Congressman Peter DeFazio applauded the passage of the bipartisan infrastructure package - and the tens of millions of dollars heading to Oregon - but said the work is not done on Capitol Hill.
During a press briefing Friday, DeFazio said the infrastructure package passed last week will make a big difference in Oregon, but he added the Build Back Better package being considered is equally important for the future of the state and nation.
"We finally passed the bipartisan infrastructure bill," DeFazio said. "A lot of people miss even what this bill means. The overall bill is the largest single investment in transportation infrastructure since the construction of the highway infrastructure.
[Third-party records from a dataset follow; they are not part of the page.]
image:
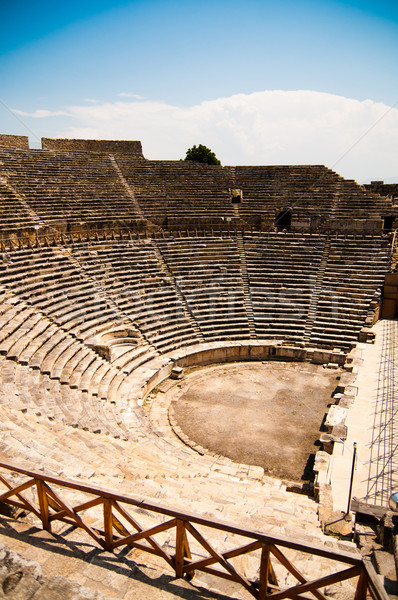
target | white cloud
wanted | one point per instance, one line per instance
(41, 113)
(127, 95)
(357, 139)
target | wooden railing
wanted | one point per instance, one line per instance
(118, 527)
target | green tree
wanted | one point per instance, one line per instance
(202, 154)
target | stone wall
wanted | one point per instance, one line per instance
(15, 141)
(105, 146)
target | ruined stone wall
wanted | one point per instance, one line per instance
(15, 141)
(105, 146)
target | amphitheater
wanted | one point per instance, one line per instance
(124, 283)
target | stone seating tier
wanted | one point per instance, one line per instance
(61, 190)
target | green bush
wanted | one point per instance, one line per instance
(202, 154)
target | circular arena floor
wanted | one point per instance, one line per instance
(266, 414)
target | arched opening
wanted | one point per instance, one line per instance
(283, 219)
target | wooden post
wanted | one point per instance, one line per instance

This will deal with problems I've been talking about forever."
In Coos Bay, the bill will enable repairs of the north jetty at the Port of Coos Bay and will also provide funding for repairs at the old Georgia Pacific mill site to enable to a shipping container facility to be built.
While there is a lot to applaud, DeFazio said it is just the start of what's needed.
"This is not the end of the story," he said. "We're now working on the president's Build Back Better."
DeFazio said the infrastructure bill will make a big difference across Oregon.
"Over the term of the bill, we're going to get $3.4 billion for highways and $268 million for bridges and bridge repair."
There will also be $750 million for public transportation programs in Oregon.
"It will benefit smaller cities and rural areas," DeFazio said. "We need to think of more innovative ways to move people."
Another $529 million will be allocated for water infrastructure in the state.
"We have massive needs in Oregon for wastewater and drinking water," DeFazio said. "I did a call a few months ago with counties, and most counties in my district are red, run by Republicans. Their No. 1 need was water and wastewater followed by roads and bridges."
Another $100 million will be available to expand broadband in the state with $52 million for electric vehicle charging stations.
DeFazio said the bill does not include funding to pay for the entire package, but he's fine with that.
"I don't begrudge borrowing money to invest in infrastructure," he said. "It's an investment. It's not just spending money."
With the bill approved by Congress, DeFazio said the state can start moving forward with projects that have been on hold for some time.
"Oregon knows they are getting $3.4 billion for highways," he said. "Some of the projects are on the books. I expect we will see a lot of action in the construction season next year."
Another key aspect for coastal Oregon is funding to dredge all the harbors in the state. That will include Coos Bay, Gold Beach and Brookings.
"I think you're going to see a lot of activity in a lot of sectors," DeFazio said. "Certainly there's a sense of urgency. Oregon knows what it's going to get, and they can now go forward and plan their contracts."
The next step, according to DeFazio is Build Back Better, which includes elements he wanted in the infrastructure package that were removed.